Pickering (p. 167):  “God’s demands upon His people are based upon His own standards.  Truth and holiness are inseparable companions.  If God is separate from evil, He expects His people to be so.”

 

Can be personally costly:  Leave family, friends to go to a much smaller church often.

 

Church discipline necessary to avoid apostasy (Spurgeon):  The objection to a creed is a very pleasant way of concealing objection to discipline, and a desire for latitudinarianism.
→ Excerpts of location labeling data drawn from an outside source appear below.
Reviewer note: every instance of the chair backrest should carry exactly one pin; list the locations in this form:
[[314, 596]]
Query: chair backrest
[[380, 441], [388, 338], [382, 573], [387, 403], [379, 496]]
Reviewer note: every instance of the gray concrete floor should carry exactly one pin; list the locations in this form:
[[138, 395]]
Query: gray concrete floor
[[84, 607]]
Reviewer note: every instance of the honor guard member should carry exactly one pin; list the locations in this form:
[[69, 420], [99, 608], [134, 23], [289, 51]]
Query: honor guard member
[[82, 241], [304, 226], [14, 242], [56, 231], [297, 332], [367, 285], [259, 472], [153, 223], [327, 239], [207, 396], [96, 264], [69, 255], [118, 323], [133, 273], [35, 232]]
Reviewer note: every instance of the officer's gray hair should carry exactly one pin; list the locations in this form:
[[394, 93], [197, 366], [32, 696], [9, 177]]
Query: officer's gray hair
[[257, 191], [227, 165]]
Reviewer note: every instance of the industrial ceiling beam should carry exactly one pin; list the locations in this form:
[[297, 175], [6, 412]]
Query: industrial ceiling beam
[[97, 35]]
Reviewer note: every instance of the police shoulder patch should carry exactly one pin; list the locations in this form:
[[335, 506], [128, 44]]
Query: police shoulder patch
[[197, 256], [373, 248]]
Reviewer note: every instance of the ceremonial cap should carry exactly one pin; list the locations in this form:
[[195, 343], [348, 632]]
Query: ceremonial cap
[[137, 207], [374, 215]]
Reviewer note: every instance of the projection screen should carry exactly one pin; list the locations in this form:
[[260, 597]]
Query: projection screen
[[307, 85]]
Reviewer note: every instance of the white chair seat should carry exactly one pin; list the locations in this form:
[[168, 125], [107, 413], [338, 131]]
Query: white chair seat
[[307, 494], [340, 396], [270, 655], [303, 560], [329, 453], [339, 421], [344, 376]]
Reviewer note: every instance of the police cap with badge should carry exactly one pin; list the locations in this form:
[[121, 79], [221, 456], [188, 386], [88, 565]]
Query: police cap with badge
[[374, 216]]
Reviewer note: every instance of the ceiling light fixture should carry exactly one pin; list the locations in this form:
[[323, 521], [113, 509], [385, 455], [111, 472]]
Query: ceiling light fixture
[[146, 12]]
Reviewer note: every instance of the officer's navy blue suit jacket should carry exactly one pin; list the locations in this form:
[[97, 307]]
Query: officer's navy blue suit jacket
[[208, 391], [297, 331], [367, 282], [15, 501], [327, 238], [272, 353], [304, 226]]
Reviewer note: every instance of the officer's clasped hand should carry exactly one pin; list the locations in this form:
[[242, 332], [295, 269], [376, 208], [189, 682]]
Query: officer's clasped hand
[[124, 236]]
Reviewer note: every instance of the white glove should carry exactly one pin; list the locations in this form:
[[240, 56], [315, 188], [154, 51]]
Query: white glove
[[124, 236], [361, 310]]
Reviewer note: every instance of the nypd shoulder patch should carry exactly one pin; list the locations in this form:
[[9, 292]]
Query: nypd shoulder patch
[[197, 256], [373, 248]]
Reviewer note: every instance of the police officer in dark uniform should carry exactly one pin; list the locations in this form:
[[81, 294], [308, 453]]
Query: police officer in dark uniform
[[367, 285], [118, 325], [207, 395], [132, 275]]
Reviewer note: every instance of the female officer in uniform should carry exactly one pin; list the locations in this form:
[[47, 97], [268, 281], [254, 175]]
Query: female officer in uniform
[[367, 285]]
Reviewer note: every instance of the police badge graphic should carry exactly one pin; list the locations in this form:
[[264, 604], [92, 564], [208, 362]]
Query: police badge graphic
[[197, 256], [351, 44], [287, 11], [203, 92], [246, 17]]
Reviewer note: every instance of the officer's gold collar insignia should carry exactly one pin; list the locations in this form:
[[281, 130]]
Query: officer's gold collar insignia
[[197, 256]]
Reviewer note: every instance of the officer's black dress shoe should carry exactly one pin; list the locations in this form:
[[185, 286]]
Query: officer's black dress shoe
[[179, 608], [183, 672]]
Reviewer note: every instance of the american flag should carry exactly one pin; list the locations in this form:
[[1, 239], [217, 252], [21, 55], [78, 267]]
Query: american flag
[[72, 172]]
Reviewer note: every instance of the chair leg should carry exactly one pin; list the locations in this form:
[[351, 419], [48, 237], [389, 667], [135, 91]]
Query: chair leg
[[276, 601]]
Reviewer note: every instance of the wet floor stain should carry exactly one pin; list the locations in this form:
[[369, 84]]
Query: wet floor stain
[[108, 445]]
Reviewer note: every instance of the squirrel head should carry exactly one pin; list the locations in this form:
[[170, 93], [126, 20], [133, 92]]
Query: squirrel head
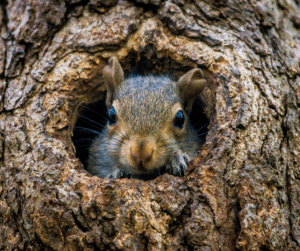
[[148, 117]]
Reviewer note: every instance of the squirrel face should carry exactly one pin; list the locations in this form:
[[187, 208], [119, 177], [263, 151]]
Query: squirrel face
[[148, 117]]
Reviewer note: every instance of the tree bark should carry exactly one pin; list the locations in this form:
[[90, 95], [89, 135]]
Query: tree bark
[[242, 190]]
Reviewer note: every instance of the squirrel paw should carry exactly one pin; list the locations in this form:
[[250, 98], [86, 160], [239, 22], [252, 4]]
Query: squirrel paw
[[178, 164], [120, 174]]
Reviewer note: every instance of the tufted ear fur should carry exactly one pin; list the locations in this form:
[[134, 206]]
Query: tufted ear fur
[[113, 76], [190, 85]]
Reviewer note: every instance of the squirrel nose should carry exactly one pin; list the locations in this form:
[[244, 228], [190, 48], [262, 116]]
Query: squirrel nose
[[141, 155]]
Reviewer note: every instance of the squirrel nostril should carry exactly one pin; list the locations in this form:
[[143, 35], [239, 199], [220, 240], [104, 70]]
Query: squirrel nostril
[[141, 156], [148, 156]]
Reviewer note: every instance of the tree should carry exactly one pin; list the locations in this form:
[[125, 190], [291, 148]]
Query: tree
[[242, 190]]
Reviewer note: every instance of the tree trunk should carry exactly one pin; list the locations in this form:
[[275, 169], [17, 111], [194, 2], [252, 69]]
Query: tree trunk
[[242, 190]]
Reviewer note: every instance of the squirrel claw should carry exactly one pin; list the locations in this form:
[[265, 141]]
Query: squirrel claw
[[178, 164], [120, 174]]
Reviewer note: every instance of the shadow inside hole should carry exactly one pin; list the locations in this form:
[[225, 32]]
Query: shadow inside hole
[[91, 122], [199, 120]]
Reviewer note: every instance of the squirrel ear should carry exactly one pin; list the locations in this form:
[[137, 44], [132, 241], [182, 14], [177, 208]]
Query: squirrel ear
[[190, 85], [113, 76]]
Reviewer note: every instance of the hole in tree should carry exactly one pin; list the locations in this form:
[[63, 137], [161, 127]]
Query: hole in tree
[[90, 124]]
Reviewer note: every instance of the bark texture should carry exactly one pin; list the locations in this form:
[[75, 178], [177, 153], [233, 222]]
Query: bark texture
[[242, 190]]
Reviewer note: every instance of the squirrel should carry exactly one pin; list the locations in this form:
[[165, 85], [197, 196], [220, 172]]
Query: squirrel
[[148, 131]]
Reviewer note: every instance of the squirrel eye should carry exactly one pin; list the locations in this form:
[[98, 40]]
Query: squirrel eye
[[112, 116], [179, 119]]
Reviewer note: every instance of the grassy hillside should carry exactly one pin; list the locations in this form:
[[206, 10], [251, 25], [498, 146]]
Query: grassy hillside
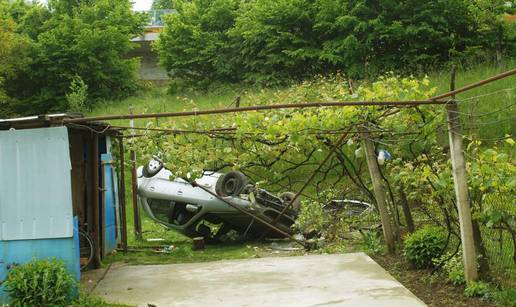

What is wished for is a Union which will, like Noah's Ark, afford shelter both for the clean and for the unclean, for creeping things and winged fowls.”

 

Rev. 18:4-5

 

Suppose we’re attend services with a physical corporate church organization that teaches God’s truth.  But suppose over time, it stops teaching those truths.  What makes it then any different from any Protestant or even Catholic church?  If we were in the world again, would we choose to go to an organization not teaching God’s truth once we became aware of true doctrine once we were called? 

 

Clearly, we were taught a defective doctrine of the church years ago in our old parent organization.  We were taught it was the one true church, and that the spiritual organism and the physical corporate organization were one and the same.  But in point of fact, the invisible spiritual assembly of believers is distinct from any particular church buildings or physical assets.  The true church is wherever the believers go to assemble.  A group of men sitting in a suburb of Los Angeles with voting control over the church corporation’s assets aren’t our intercessors with God.  We weren’t called by God and then required by God to stay with them unconditionally regardless of their beliefs or behavior.

 

General principle of separation in Old Testament, with Israel to live differently from surrounding gentile nations.  Case of Moab and Balaam’s enticing Israel to sacrifice to their false gods, intermarry.

 

I Kings 11:1-11

 

If Solomon can be taken in, the wisest man who ever lived, by his pagan wives, do we think we can spiritually fellowship with apostates, such as by listening to their sermons, and yet remain unaffected?

 

[2 John 10-11, back up]

 

Conclusion:  Charles Spurgeon over a century ago left the Baptist Union of Britain, just as almost decade ago most of us left the Worldwide Church of God.  When the spiritual principle of unity conflicts with upholding holiness, we need to be willing to separate from those denying major, spiritually crucial doctrines of the faith once it is totally clear they won’t repent of their apostasy.  Since God is holy, He expects us to become holy and to stay holy.  We can’t perfect our holiness and righteousness in a church organization that attacks both from the pulpit and the printing press.  There can’t be spiritual unity between apostates and true Christians, or communion between light and darkness, or accord between Christ and Belial.  [Optional, if third text not used and if need a quick end:  For as Amos (3:1) asked, “Can two walk together, unless they are agreed?”]             For as Spurgeon commented about the worthlessness of staying in an apostate church hoping to change it:  If it be said that efforts should be made to produce reform, we agree with the remark; but when you know that they will be useless, what is the use? Where the basis of association allows error, and almost invites it, and there is an evident determination not to alter that basis, nothing remains to be done inside, which can be of any radical service. The operation of an evangelical party within can only repress, and, perhaps, conceal, the evil for a time; but meanwhile, sin is committed by the compromise itself, and no permanently good result can follow. To stay in a community which fellowships all beliefs in the hope of setting matters right, is as though Abraham had stayed at Ur, or at Haran, in the hope of converting the household out of which he was called.”